Figure1: HPL performance on the PowerEdge R7525 server with the NVIDIA A100 GPGPU compared to the NVIDIA V100SGPGPU

The problem size (N) is larger for the NVIDIA A100 GPGPU due to the larger capacity of GPU memory. We adjusted the block size (NB) used with the:

  • NVIDIA A100 GPGPU to 288
  • NVIDIA V100S GPGPU to 384

The AMD EPYC processors provide options for multiple NUMA combinations.  We found that the best value of 4 NUMA per socket (NPS=4), with NUMA per socket 1 and 2 lower the performance by 10 percent and 5 percent respectively. In a single PowerEdge R7525 node, the NVIDIA A100 GPGPU delivers 12 TF per card using this configuration without an NVLINK bridge. The PowerEdge R7525 server with two NVIDIA A100 GPGPUs delivers 2.3 times higher HPL performance compared to the NVIDIA V100S GPGPU configuration. This performance improvement is credited to the new double-precision Tensor Cores that accelerate FP64 math.

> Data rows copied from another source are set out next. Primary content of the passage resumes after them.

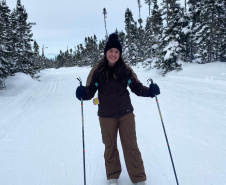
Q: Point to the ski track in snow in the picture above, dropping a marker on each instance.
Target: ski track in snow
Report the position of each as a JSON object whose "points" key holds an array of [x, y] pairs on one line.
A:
{"points": [[41, 132]]}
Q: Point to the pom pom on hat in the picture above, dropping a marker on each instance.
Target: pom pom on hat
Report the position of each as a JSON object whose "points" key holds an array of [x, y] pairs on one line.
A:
{"points": [[113, 42]]}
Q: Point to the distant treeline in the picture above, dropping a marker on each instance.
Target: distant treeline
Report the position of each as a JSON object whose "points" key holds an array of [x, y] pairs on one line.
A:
{"points": [[170, 35]]}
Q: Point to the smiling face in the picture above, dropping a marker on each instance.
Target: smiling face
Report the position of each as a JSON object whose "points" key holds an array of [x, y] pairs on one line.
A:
{"points": [[112, 55]]}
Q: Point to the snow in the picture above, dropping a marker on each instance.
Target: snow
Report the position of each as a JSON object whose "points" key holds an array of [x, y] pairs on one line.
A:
{"points": [[41, 129]]}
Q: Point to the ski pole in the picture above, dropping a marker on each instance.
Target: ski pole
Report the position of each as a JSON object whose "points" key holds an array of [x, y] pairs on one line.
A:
{"points": [[166, 137], [83, 140]]}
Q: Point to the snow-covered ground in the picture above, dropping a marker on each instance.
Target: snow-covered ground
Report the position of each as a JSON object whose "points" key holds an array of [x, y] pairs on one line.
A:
{"points": [[41, 129]]}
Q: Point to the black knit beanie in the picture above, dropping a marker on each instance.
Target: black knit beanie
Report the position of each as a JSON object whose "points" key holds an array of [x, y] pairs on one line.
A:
{"points": [[113, 42]]}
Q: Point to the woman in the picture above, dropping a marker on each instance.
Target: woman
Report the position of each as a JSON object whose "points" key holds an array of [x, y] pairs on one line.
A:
{"points": [[111, 76]]}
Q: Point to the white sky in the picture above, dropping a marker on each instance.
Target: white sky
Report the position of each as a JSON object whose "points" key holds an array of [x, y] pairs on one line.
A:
{"points": [[62, 23]]}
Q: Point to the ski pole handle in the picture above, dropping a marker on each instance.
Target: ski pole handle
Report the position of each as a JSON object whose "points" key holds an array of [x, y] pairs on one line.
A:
{"points": [[80, 81]]}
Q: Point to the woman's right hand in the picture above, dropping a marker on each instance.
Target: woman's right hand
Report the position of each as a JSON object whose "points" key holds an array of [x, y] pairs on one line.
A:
{"points": [[81, 93]]}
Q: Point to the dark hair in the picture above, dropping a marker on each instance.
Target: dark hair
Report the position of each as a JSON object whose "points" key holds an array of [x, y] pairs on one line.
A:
{"points": [[119, 70]]}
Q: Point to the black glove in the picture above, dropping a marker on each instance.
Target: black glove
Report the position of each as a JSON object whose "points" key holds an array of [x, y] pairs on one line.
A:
{"points": [[153, 90], [81, 93]]}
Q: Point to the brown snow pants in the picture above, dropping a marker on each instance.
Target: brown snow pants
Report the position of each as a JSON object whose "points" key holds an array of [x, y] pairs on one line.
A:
{"points": [[126, 127]]}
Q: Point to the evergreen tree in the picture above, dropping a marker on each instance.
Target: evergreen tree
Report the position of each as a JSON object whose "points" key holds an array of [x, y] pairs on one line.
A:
{"points": [[165, 10], [131, 36], [154, 31], [5, 40], [207, 29], [22, 45], [148, 2], [172, 48]]}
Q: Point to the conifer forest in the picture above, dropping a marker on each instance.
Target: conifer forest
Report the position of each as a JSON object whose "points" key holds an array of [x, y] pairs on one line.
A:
{"points": [[171, 35]]}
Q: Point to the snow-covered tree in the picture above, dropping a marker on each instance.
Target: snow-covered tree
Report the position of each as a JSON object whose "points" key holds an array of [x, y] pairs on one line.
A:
{"points": [[171, 46], [131, 36], [22, 43], [5, 42]]}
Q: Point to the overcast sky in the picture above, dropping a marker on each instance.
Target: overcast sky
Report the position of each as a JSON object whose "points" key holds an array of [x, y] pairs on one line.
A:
{"points": [[62, 23]]}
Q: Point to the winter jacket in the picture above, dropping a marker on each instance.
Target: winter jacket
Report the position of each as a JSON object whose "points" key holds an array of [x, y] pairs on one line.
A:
{"points": [[114, 98]]}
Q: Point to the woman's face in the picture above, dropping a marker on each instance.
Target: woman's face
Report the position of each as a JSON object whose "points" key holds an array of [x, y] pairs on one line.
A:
{"points": [[112, 55]]}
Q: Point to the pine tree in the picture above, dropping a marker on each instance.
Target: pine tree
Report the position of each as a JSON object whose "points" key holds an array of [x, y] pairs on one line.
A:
{"points": [[6, 42], [105, 16], [208, 29], [139, 7], [155, 30], [148, 2], [165, 10], [130, 53], [171, 45], [23, 40]]}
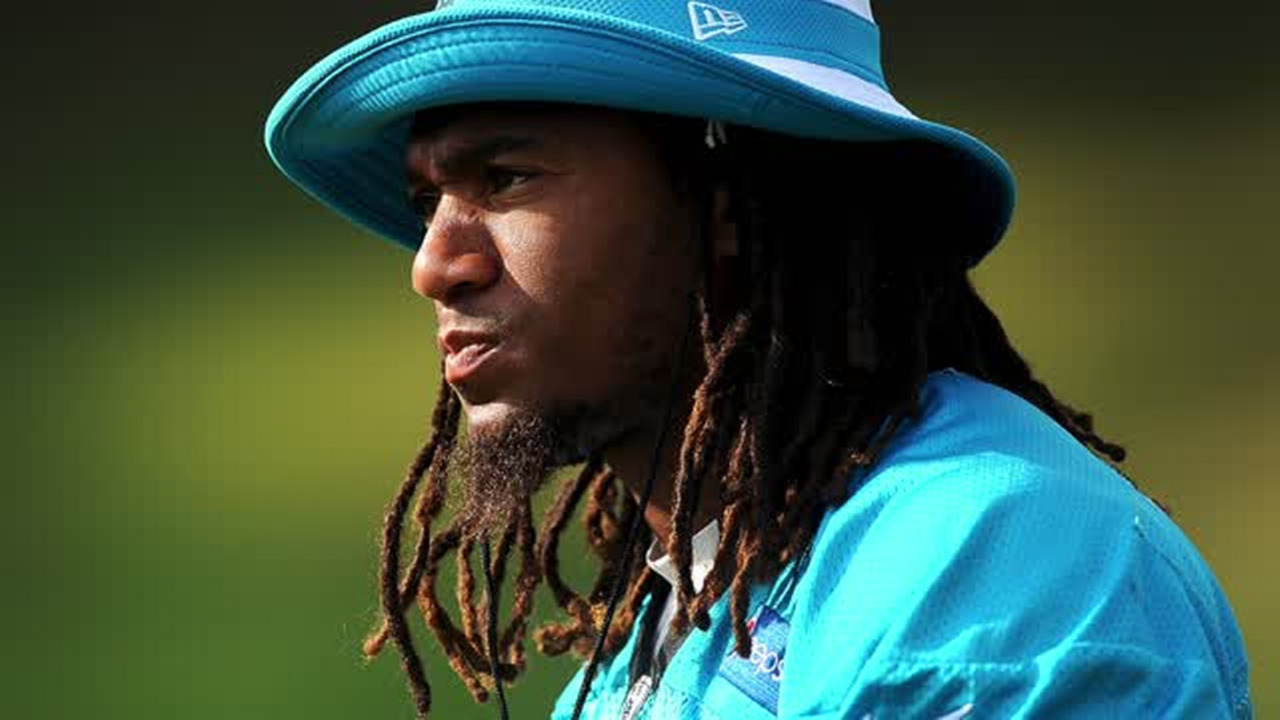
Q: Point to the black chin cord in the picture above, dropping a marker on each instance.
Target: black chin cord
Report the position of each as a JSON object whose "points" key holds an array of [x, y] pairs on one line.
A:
{"points": [[492, 588], [634, 532]]}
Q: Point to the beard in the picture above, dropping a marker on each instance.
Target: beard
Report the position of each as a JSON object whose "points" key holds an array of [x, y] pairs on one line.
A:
{"points": [[502, 468]]}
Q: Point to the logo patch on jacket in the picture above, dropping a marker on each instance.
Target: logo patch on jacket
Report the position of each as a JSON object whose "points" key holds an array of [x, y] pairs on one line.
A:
{"points": [[760, 675]]}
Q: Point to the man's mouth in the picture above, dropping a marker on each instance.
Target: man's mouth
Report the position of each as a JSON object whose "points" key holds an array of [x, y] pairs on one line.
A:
{"points": [[465, 354]]}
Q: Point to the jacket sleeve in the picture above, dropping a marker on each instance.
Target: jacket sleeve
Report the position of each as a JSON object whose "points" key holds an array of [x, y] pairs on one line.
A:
{"points": [[995, 588]]}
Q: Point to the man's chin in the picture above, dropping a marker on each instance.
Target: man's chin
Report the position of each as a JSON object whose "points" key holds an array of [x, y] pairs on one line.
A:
{"points": [[572, 433]]}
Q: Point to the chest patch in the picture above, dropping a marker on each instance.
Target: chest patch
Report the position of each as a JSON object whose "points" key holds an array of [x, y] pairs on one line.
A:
{"points": [[760, 675]]}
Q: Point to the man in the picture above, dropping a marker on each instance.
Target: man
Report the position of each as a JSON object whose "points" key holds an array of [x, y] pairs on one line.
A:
{"points": [[704, 250]]}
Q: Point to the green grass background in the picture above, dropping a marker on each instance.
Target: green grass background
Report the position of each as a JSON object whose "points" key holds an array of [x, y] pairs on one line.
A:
{"points": [[214, 386]]}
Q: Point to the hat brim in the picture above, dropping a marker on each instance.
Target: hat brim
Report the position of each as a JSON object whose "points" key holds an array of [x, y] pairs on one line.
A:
{"points": [[341, 131]]}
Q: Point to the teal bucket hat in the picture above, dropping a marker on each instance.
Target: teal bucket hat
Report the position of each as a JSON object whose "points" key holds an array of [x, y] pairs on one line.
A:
{"points": [[807, 68]]}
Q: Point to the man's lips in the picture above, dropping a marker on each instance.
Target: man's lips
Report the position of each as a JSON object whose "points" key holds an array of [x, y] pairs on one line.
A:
{"points": [[465, 352]]}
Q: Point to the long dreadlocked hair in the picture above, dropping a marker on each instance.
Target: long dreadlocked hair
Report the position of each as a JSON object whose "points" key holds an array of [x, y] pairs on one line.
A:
{"points": [[842, 300]]}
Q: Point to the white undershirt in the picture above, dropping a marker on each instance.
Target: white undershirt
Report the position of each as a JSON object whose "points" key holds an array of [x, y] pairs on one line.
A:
{"points": [[704, 545]]}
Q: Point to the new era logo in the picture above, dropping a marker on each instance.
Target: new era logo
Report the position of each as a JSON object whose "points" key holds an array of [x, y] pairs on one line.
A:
{"points": [[709, 21]]}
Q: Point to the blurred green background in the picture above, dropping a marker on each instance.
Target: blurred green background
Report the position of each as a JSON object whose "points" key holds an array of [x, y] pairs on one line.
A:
{"points": [[214, 384]]}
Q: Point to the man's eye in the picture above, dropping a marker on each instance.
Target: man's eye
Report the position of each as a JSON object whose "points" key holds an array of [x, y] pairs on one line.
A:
{"points": [[424, 204], [501, 180]]}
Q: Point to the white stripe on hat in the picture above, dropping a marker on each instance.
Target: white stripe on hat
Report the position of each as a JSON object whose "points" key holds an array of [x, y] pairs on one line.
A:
{"points": [[831, 81], [860, 7]]}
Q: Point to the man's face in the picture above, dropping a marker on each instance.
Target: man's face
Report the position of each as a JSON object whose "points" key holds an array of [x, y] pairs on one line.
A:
{"points": [[561, 264]]}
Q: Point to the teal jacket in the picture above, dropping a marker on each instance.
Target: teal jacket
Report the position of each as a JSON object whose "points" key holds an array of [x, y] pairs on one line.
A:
{"points": [[991, 566]]}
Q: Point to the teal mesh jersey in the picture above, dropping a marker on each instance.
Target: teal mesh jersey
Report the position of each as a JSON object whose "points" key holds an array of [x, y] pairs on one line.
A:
{"points": [[991, 566]]}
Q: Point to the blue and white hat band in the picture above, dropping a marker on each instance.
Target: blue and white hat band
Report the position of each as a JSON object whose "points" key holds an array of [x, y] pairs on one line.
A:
{"points": [[799, 67]]}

The following figure shows power consumption of the server while running HPL on the NVIDIA A100 GPGPU in a time series. Power consumption was measured with an iDRAC. The server reached 1038 Watts at peak due to a higher GFLOPS number.

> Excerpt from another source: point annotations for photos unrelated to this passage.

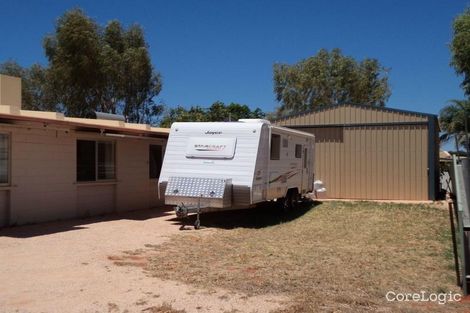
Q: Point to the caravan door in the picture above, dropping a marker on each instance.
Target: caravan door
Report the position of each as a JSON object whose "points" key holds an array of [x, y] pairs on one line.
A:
{"points": [[305, 171]]}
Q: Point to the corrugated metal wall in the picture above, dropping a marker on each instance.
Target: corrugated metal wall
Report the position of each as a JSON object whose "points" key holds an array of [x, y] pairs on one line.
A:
{"points": [[369, 153]]}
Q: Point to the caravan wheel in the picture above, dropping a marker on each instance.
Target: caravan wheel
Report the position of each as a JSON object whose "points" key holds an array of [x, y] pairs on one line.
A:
{"points": [[288, 202]]}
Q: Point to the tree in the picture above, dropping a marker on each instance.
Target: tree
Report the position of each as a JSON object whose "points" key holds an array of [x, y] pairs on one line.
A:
{"points": [[329, 78], [102, 69], [217, 112], [452, 119], [36, 91], [460, 48]]}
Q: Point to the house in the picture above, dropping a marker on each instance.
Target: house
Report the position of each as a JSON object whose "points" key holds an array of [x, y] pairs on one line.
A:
{"points": [[55, 167], [373, 153]]}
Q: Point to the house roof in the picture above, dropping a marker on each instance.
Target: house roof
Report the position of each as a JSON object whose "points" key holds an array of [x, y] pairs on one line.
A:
{"points": [[10, 114]]}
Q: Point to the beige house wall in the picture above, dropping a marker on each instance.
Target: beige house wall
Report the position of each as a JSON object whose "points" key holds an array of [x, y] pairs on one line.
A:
{"points": [[43, 184]]}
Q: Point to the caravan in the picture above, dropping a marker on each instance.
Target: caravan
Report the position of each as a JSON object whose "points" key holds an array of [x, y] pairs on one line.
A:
{"points": [[232, 165]]}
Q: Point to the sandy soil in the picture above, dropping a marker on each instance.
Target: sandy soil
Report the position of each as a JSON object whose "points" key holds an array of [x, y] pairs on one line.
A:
{"points": [[71, 266]]}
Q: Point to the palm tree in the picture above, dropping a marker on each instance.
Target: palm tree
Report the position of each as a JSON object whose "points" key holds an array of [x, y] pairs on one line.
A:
{"points": [[454, 121]]}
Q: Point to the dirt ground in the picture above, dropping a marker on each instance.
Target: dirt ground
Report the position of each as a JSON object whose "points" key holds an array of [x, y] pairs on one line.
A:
{"points": [[73, 266]]}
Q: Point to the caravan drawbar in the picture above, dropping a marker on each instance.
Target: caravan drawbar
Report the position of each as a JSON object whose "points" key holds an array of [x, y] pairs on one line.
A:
{"points": [[211, 166]]}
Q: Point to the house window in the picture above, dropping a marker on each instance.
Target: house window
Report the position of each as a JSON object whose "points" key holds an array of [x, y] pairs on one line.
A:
{"points": [[285, 143], [96, 160], [4, 158], [298, 151], [275, 147], [155, 161]]}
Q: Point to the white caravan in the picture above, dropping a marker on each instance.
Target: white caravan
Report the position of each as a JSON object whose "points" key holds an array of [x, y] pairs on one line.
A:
{"points": [[233, 165]]}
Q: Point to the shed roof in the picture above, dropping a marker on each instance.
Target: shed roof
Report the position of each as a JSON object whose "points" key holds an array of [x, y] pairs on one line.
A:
{"points": [[353, 114]]}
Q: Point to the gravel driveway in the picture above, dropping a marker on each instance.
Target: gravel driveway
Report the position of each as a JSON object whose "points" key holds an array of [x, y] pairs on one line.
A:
{"points": [[68, 267]]}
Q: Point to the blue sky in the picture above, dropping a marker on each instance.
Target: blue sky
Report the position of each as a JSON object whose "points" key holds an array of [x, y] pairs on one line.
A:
{"points": [[224, 50]]}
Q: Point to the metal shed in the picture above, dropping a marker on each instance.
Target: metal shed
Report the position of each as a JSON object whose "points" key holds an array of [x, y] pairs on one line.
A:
{"points": [[365, 152]]}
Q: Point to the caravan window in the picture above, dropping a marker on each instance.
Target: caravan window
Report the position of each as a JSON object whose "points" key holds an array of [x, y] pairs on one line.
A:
{"points": [[275, 147], [155, 161], [298, 151]]}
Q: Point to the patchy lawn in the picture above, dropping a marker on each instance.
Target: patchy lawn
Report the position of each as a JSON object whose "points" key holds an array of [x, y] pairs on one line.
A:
{"points": [[333, 256]]}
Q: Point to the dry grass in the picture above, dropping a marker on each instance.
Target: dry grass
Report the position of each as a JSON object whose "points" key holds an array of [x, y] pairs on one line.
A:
{"points": [[335, 257]]}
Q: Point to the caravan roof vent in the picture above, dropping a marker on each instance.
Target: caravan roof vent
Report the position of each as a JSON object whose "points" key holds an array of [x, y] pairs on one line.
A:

Figure2: Power consumption while running HPL

High Performance Conjugate Gradient benchmark

The High Performance Conjugate Gradient (HPCG)  benchmark is based on a conjugate gradient solver, in which the preconditioner is a three-level hierarchical multigrid method using the Gauss-Seidel method. 

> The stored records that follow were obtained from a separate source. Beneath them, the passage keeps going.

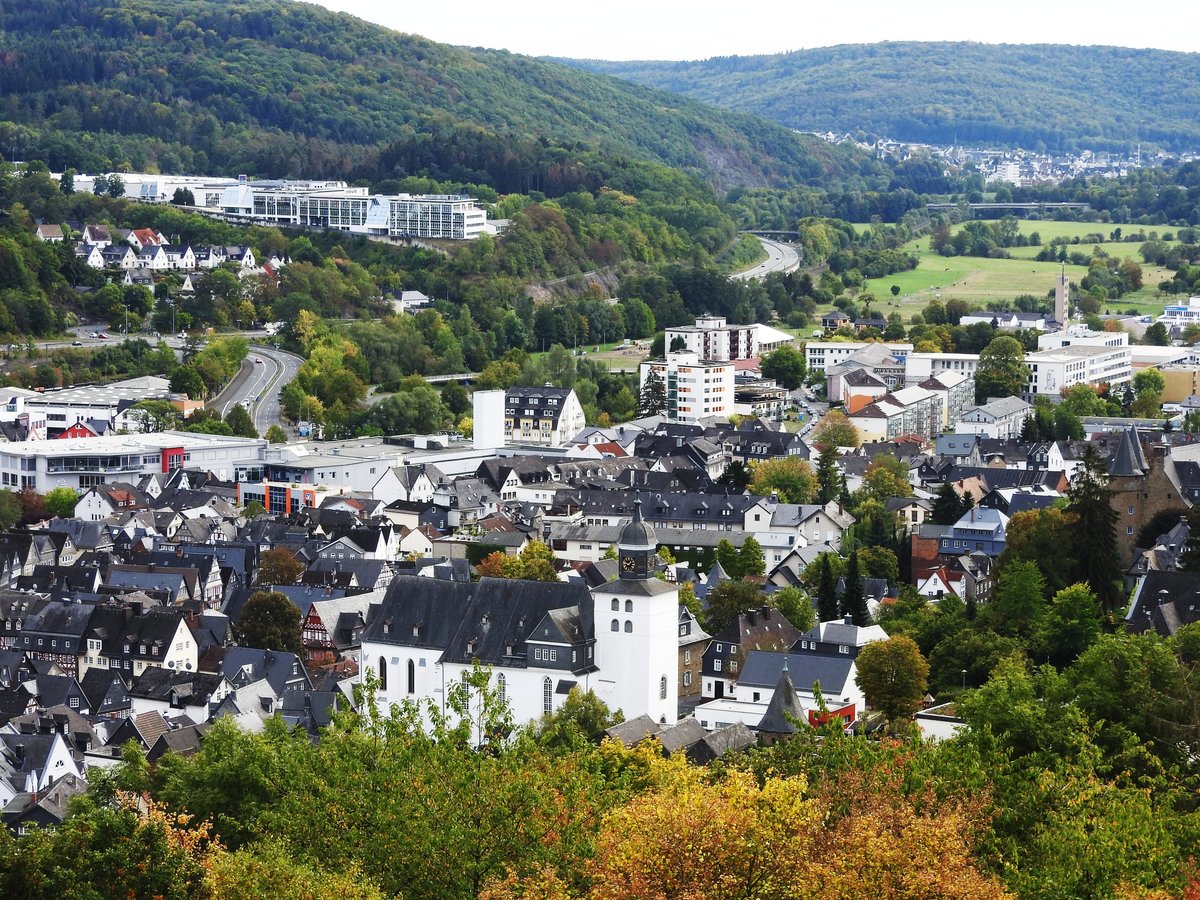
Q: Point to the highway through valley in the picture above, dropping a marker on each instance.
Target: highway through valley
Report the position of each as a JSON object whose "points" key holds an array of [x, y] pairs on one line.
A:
{"points": [[780, 258], [257, 387]]}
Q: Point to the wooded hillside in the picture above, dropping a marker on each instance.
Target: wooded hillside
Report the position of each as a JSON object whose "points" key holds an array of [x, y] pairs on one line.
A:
{"points": [[1030, 95]]}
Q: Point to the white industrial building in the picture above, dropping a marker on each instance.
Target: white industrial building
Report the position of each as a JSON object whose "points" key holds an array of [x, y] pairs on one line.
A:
{"points": [[81, 463], [821, 354], [919, 366], [1081, 336]]}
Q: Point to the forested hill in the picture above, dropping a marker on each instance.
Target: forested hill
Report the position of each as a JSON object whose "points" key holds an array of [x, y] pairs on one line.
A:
{"points": [[1025, 95], [275, 88]]}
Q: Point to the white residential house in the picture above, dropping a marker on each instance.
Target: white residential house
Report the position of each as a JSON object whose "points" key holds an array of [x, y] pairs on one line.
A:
{"points": [[154, 257], [1001, 418], [90, 253]]}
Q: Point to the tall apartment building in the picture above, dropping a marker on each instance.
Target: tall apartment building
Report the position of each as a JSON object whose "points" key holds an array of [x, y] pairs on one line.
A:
{"points": [[712, 337], [696, 388]]}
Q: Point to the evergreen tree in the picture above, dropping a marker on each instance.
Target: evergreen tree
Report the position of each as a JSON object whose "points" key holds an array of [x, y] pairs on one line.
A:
{"points": [[828, 475], [750, 558], [730, 559], [1189, 561], [1095, 537], [827, 589], [1030, 430], [853, 600], [653, 399], [948, 505]]}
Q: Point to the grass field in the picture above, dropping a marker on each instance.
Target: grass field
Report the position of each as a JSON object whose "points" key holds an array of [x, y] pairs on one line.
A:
{"points": [[982, 281]]}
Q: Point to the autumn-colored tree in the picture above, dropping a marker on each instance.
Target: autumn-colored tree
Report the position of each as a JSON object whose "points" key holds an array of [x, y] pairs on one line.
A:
{"points": [[535, 562], [279, 567], [835, 430], [887, 477], [790, 477], [893, 677], [270, 622], [691, 838]]}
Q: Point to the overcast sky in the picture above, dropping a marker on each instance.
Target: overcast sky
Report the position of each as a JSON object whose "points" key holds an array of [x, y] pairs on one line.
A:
{"points": [[672, 30]]}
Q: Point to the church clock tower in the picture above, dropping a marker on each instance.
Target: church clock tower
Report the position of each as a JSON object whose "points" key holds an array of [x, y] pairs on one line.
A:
{"points": [[636, 547], [637, 630]]}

As shown in the following figure, HPCG performs at a rate 70 percent higher with the NVIDIA A100 GPGPU due to higher memory bandwidth:  

Figure 3: HPCG performance comparison 

Due to different memory size, the problem size used to obtain the best performance on the NVIDIA A100 GPGPU was 512 x 512 x 288 and on the NVIDIA V100S GPGPU was 256 x 256 x 256. For this blog, we used NUMA per socket (NPS)=4 and we obtained results without an NVLINK bridge. These results show that applications such as HPCG, which fits into GPU memory, can take full advantage of GPU memory and benefit from the higher memory bandwidth of the NVIDIA A100 GPGPU.       

GROMACS

In addition to these two basic HPC benchmarks (HPL and HPCG), we also tested GROMACS, an HPC application. We compiled GROMACS 2020.4 with the CUDA compilers and OPENMPI, as shown in the following table: 

Figure4: GROMACS performance with NVIDIA GPGPUs on the PowerEdge R7525 server

 The GROMACS build included thread MPI (built in with the GROMACS package). All performance numbers were captured from the output “ns/day.” We evaluated multiple MPI ranks, separate PME ranks, and different nstlist values to achieve the best performance. In addition, we used settings with the best environment variables for GROMACS at runtime. Choosing the right combination of variables avoided expensive data transfer and led to significantly better performance for these datasets.

GROMACS performance was based on a comparative analysis between NVIDIA V100S and NVIDIA A100 GPGPUs. Excerpts from our single-node multi-GPU analysis for two datasets showed a performance improvement of approximately 30 percent with the NVIDIA A100 GPGPU. This result is due to improved memory bandwidth of the NVIDIA A100 GPGPU. (For information about how the GROMACS code design enables lower memory transfer overhead, see Developer Blog: Creating Faster Molecular Dynamics Simulations with GROMACS 2020.)

Conclusion

The Dell PowerEdge R7525 server equipped with NVIDIA A100 GPGPUs shows exceptional performance improvements over servers equipped with previous versions of NVIDIA GPGPUs for applications such as HPL, HPCG, and GROMACS. These performance improvements for memory-bound applications such as HPCG and GROMACS can take advantage of higher memory bandwidth available with NVIDIA A100 GPGPUs.